WASHINGTON, D.C. — Today, U.S. Sen. Sherrod Brown (D-OH) announced the introduction of the Great Lakes Ecological and Economic Protection Act (GLEEPA), bipartisan legislation aimed at preserving the Great Lakes and bolstering economic growth throughout the Great Lakes region. GLEEPA would protect the Great Lakes – and the millions of jobs they support – from a variety of ecological threats and invasive species like harmful algal blooms and Asian carp. It would accomplish this by formally authorizing the Great Lakes Restoration Initiative (GLRI).

“This is the type of forward-looking investment that our Great Lakes deserve,” Brown said. “It’s critical that we prioritize the health of Lake Erie to keep its drinking water clean and to support Northern Ohio’s economy,” Brown said. “The bipartisan Great Lakes Ecological and Economic Protection Act would provide critical funding for the Great Lakes Restoration Initiative – one of the best tools we have to protect and restore the Great Lakes.

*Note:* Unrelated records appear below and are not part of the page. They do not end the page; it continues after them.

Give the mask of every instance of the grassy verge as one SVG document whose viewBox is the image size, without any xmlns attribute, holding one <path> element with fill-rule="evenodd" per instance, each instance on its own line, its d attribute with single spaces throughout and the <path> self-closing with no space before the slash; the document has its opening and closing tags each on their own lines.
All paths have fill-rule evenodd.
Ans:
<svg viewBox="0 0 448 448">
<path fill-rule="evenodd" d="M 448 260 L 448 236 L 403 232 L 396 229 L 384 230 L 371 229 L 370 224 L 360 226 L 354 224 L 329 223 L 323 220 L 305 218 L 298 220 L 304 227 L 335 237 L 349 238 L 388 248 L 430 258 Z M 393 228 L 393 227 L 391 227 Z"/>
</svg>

According to the State of Ohio, more than $10 billion of the state’s nearly $40 billion tourism industry is derived from counties along the Lake Erie shoreline. The GLRI is an interagency effort to target the most significant problems in the region and jumpstart restoration efforts to protect, maintain, and restore the chemical, biological, and physical integrity of the Great Lakes. GLRI funding has helped support the removal of invasive species and plants in Ohio, funded the Toledo Harbor Sediment Management Plan, and provided resources for a comprehensive monitoring program to assess the nearshore Lake Erie water quality.

GLEEPA would:

  • Authorize the GLRI and direct the implementation of recommendations presented in the Great Lakes Regional Collaboration Strategy of 2005 and the Great Lakes Restoration Initiative Action Plan. The bill authorizes the appropriations for the GLRI at $475 million annually.
  • Reauthorize the Great Lakes National Program Office (GLNPO), the primary office within the EPA for handling Great Lakes matters, including the GLRI, Great Lakes Water Quality Agreement (GLWQA), the Great Lakes Legacy Program, Remedial Action Plans for Areas of Concern, and Lakewide Management Plans.
  • Reauthorize the Great Lakes Legacy Act, which was first authorized in 2002 and has been extremely successful at removing contaminated sediment from the U.S. Areas of Concern (AOC).
  • Authorize the Federal Interagency Task Force (IATF), which brings together eleven U.S. Cabinet and federal agency heads to coordinate restoration of the Great Lakes amongst the different agencies.
  • Authorize the Great Lakes Advisory Board (GLAB), which will provide advice and recommendations to the EPA Administrator, as Chair of the Great Lakes Interagency Task Force, on matters pertaining to Great Lakes restoration and protection.

Brown continues to fight for the protection of Lake Erie and to ensure it receives the necessary funding to strengthen Ohio’s economy. After the release of President Obama’s budget proposal which recommends a reduction in funding for the GLRI from $300 million to $250 million, Brown highlighted the importance of the program. Last week Brown and Sen. Portman (R-OH) sent a letter to the Assistant Secretary of the Army and the Chief of Engineers at the U.S. Army Corps of Engineers (USACE) urging it to direct additional resources to dredging and maintenance of the Great Lakes.

In October 2014, Brown joined officials from the U.S. Environmental Protection Agency (EPA) and U.S. Rep. Marcy Kaptur (D-OH-9) in Oregon to announce more than $8.6 million in grants through the GLRI to address and prevent harmful algal blooms in Lake Erie.